IBM: Average Destructive Malware Attack Costs Over $200 Million
Destructive malware, malicious software with the capability to render affected systems inoperable, represents a growing problem for global organizations, according to IBM X-Force Incident Response and Intelligence Services (IRIS).
Destructive malware disables access to data or destroys system functions, IBM IRIS stated. It is sophisticated malware with wiper capabilities and has been used in both nation-state and criminal cyberattacks.
Destructive malware deletes or wipes files that are critical to an operating system’s ability to run, IBM IRIS indicated. It may overwrite a Master Boot Record (MBR) to corrupt a device’s hard drive partition code and render it inoperable.

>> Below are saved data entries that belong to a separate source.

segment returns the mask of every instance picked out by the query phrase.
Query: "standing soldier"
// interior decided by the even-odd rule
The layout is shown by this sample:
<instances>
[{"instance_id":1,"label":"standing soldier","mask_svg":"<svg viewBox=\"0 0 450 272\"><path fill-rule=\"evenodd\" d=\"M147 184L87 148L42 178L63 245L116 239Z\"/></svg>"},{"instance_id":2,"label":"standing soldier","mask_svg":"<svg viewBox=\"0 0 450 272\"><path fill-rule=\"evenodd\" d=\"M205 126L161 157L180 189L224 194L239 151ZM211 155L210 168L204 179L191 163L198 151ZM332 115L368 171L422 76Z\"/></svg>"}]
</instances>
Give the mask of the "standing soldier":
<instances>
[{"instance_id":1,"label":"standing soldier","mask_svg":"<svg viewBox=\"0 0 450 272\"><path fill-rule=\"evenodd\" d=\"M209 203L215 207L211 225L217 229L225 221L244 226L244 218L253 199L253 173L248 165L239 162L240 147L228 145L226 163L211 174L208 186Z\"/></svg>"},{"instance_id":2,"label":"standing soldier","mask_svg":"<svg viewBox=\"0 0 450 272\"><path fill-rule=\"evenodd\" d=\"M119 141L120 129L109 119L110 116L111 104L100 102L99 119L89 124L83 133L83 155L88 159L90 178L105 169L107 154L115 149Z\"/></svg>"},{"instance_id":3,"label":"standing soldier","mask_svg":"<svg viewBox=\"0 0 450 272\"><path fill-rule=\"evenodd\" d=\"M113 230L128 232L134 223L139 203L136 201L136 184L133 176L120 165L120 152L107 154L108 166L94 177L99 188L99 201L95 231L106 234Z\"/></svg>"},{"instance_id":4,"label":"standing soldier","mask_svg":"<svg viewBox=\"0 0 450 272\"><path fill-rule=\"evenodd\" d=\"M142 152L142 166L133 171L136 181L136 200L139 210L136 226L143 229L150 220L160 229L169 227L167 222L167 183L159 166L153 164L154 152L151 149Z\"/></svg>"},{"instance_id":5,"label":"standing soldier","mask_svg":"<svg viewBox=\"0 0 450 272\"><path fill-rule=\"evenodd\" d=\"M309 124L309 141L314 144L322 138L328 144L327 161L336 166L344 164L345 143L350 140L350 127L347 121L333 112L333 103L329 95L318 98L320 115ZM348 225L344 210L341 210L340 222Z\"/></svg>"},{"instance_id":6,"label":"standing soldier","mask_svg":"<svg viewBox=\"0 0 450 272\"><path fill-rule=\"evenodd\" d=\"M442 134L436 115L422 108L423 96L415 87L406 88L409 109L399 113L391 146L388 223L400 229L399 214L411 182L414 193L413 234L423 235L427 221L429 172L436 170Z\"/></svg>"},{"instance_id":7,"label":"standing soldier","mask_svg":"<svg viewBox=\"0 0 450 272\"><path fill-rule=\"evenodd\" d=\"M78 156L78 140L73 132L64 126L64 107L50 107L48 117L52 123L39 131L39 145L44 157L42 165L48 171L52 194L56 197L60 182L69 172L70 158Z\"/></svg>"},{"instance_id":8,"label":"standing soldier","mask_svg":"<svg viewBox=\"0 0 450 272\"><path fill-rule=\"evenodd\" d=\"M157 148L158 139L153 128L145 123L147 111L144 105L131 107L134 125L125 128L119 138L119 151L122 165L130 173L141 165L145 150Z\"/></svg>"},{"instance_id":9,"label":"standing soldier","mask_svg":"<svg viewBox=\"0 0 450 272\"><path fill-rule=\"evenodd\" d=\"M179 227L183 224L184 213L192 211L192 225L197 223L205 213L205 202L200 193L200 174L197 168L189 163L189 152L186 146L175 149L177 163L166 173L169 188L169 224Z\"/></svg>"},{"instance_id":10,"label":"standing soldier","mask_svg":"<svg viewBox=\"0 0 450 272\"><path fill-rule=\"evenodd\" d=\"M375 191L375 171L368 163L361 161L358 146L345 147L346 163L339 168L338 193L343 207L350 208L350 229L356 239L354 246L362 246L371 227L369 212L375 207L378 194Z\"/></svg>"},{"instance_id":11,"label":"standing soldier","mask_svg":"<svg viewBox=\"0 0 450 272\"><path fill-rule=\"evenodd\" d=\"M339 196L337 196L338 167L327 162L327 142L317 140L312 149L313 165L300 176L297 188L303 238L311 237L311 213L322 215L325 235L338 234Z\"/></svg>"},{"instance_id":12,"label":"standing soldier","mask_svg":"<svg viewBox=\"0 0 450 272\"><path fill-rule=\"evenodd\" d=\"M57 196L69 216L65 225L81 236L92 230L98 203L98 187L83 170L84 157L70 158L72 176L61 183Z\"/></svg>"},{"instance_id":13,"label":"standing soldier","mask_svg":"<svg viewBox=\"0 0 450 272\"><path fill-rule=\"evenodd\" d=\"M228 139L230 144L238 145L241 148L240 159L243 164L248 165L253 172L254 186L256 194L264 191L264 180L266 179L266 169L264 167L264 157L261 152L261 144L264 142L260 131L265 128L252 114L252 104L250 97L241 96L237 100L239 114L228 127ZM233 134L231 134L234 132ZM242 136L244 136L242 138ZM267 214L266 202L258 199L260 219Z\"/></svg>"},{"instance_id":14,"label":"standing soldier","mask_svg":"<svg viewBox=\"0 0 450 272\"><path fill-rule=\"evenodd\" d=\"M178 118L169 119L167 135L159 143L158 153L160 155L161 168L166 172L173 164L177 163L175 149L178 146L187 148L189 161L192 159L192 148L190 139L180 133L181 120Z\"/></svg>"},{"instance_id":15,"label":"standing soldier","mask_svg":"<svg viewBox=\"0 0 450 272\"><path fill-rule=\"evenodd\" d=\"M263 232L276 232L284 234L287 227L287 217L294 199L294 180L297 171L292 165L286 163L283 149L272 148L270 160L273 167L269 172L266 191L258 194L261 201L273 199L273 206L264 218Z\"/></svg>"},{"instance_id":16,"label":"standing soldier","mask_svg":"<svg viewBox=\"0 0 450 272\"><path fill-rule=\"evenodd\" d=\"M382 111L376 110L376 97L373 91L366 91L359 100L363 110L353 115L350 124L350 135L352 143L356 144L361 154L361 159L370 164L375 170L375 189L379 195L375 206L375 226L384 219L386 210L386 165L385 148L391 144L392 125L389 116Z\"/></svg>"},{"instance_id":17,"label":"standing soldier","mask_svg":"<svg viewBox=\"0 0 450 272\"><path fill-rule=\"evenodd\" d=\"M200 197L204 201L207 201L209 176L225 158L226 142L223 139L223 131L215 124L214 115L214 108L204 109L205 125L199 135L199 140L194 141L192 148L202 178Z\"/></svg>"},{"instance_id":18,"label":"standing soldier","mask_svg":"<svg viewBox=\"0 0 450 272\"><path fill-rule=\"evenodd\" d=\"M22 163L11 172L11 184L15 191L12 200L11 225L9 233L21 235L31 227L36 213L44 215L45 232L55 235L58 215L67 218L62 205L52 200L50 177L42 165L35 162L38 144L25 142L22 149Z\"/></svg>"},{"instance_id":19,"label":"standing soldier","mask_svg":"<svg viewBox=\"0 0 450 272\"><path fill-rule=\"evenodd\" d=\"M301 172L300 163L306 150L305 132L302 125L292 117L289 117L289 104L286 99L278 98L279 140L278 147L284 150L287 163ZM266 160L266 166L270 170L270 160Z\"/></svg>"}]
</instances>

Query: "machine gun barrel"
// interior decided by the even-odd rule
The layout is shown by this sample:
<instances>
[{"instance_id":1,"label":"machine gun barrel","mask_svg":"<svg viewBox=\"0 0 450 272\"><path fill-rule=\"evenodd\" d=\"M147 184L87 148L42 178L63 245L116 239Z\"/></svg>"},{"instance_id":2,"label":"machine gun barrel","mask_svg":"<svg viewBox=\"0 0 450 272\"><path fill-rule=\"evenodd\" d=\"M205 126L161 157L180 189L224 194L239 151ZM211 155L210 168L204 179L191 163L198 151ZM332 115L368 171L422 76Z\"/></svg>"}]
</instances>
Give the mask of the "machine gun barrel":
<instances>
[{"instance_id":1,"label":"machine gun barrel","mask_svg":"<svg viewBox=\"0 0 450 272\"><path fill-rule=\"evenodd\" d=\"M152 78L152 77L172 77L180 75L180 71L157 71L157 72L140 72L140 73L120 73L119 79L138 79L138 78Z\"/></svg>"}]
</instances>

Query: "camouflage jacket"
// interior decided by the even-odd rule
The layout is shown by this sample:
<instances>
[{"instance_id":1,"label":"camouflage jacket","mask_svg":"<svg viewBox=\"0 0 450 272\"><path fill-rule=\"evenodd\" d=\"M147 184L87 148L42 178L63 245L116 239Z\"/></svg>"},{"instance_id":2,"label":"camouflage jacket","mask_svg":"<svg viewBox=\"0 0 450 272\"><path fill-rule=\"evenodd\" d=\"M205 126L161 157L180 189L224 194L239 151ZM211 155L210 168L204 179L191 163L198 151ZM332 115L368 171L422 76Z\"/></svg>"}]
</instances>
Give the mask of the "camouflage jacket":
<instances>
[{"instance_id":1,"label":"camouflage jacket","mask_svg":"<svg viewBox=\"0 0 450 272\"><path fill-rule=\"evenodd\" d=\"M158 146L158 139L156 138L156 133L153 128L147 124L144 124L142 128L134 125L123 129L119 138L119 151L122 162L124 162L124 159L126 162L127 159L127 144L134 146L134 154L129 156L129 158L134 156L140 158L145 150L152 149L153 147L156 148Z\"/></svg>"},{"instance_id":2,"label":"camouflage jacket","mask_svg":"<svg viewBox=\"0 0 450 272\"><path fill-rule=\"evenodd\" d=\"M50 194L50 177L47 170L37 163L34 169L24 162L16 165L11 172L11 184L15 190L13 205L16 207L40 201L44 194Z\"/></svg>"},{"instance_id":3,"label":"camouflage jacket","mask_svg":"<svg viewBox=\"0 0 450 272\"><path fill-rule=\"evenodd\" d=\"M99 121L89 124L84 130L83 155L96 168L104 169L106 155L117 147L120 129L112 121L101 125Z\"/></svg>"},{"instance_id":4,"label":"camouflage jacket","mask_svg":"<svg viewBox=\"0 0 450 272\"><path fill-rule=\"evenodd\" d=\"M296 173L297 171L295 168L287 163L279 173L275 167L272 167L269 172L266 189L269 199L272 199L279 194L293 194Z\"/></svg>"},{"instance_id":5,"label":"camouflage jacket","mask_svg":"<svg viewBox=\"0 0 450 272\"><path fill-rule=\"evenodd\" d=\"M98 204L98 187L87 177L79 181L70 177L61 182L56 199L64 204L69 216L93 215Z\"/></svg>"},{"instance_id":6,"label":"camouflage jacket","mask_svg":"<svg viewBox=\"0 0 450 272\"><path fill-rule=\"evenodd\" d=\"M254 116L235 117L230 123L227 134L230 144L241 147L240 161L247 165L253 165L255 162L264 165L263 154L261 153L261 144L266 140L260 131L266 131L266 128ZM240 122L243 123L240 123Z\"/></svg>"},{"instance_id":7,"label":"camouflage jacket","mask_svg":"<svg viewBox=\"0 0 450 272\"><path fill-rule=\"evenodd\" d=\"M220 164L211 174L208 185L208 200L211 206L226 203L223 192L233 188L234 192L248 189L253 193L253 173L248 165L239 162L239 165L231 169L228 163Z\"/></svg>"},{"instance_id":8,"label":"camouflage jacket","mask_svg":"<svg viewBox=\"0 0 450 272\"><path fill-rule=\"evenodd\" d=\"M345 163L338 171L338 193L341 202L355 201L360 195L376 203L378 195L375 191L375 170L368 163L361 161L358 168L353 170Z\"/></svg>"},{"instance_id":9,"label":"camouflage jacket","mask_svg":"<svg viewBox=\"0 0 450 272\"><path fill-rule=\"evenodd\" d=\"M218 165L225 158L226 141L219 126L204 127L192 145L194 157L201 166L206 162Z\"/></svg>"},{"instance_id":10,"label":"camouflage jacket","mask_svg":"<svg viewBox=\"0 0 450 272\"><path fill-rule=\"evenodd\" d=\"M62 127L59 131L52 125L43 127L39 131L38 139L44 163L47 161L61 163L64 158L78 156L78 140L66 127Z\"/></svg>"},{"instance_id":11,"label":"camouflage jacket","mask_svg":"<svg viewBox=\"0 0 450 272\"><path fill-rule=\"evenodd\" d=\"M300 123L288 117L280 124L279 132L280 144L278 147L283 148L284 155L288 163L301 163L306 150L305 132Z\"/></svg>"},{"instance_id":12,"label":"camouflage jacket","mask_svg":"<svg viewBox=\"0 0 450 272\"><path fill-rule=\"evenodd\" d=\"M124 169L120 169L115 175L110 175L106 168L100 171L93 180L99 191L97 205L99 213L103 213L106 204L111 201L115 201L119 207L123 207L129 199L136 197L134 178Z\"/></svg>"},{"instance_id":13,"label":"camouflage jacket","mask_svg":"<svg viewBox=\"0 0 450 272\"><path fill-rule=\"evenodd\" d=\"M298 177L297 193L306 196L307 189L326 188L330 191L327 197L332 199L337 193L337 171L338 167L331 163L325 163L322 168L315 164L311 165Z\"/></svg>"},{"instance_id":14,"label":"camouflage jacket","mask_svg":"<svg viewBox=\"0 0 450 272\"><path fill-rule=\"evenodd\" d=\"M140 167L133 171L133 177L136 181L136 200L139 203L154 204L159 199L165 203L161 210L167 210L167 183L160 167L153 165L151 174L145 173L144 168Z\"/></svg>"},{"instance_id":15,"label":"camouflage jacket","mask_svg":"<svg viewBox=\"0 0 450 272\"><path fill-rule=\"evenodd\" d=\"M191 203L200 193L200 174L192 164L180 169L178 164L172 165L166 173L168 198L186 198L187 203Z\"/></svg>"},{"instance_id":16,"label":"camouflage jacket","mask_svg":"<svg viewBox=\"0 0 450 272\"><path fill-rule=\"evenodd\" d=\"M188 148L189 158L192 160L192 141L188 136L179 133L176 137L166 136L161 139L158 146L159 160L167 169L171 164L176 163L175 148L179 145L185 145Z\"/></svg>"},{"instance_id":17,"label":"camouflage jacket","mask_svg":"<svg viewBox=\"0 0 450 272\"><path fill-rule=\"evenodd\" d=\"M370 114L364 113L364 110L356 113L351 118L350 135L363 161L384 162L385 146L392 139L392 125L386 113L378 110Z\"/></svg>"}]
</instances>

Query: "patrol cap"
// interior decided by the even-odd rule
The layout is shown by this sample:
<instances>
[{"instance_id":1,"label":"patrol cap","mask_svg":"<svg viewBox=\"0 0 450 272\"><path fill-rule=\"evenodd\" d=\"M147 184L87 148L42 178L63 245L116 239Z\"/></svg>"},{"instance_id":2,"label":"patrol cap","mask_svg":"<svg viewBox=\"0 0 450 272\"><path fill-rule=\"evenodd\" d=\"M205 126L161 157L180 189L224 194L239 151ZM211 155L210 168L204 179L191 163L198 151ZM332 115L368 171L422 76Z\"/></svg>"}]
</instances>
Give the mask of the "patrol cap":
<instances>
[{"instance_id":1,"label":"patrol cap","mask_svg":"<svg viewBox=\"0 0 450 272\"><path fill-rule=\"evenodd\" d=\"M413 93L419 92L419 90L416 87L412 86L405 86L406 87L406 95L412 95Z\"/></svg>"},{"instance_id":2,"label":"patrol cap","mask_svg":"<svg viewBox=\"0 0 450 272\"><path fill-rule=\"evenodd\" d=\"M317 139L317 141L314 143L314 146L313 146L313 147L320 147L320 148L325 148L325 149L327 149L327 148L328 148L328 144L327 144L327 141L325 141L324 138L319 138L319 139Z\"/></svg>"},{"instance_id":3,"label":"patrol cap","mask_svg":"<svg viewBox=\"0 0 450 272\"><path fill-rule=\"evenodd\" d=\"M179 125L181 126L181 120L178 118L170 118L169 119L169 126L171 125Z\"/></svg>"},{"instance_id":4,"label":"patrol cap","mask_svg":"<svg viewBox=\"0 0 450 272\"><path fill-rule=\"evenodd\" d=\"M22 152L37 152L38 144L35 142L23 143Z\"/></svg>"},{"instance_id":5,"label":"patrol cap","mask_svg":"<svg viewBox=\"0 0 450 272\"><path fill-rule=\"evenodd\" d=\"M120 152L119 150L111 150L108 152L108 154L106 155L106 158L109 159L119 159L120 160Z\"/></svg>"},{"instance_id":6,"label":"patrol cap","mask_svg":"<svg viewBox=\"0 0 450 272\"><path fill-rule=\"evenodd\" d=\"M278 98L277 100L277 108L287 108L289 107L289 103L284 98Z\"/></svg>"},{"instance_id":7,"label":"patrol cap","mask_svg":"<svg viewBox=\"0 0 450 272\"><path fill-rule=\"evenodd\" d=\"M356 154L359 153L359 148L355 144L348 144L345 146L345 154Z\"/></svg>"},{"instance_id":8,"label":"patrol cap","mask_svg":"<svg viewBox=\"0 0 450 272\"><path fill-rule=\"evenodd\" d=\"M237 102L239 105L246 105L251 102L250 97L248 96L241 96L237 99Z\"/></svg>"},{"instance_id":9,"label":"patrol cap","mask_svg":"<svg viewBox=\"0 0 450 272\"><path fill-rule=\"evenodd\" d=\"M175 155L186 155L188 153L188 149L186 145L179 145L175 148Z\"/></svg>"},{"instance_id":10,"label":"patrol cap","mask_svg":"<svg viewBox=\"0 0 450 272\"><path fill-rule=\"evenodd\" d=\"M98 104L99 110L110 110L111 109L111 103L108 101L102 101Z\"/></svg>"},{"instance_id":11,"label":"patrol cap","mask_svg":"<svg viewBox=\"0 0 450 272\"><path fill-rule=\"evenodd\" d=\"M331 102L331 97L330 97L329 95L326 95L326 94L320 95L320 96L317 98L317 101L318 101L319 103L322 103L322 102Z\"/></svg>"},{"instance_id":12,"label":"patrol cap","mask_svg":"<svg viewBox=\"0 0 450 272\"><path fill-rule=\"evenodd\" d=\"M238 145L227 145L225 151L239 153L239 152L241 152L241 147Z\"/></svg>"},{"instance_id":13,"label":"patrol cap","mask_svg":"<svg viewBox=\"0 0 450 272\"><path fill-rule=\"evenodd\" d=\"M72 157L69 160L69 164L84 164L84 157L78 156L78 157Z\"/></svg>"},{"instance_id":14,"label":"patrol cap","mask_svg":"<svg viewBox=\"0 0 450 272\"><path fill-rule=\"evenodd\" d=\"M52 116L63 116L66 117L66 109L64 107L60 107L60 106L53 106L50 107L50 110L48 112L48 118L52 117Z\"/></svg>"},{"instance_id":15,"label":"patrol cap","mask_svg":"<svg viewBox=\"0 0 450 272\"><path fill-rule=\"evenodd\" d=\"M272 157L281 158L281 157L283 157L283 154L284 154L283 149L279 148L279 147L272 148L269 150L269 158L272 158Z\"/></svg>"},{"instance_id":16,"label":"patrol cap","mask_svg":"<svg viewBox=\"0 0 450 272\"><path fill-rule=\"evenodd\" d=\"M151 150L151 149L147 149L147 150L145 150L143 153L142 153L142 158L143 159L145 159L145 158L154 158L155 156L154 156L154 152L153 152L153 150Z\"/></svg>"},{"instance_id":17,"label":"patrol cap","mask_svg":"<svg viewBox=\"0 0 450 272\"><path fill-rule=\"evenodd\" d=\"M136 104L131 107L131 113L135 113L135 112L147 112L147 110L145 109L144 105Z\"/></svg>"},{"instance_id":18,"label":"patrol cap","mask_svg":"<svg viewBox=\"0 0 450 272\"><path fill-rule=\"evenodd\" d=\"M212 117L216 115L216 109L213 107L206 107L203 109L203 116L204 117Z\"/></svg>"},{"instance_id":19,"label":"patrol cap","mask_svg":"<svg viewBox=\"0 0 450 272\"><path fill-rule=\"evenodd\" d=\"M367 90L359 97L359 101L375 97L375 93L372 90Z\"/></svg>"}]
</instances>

Large multinational companies appear to incur costs around $239 million per destructive malware incident — 61 times greater than the cost of a typical data breach, IBM IRIS noted. Furthermore, the average destructive malware attack affects 12,316 computer workstations and servers and requires 512 hours to remediate.
How to Guard Against Destructive Malware
IBM IRIS offered a variety of recommendations to help organizations combat destructive malware attacks, including:
- Develop a threat response plan and test it regularly.
- Use threat intelligence to detect cyber risks.
- Leverage multiple security layers to protect against evolving destructive malware attacks.
- Limit the number of privileged accounts authorized to access systems and workstations.
- Require multi-factor authentication (MFA) to access systems and workstations.
MSSPs can help organizations guard against destructive malware attacks, too. They can work with organizations to identify cyber threats and help them develop and implement security strategies to address these issues.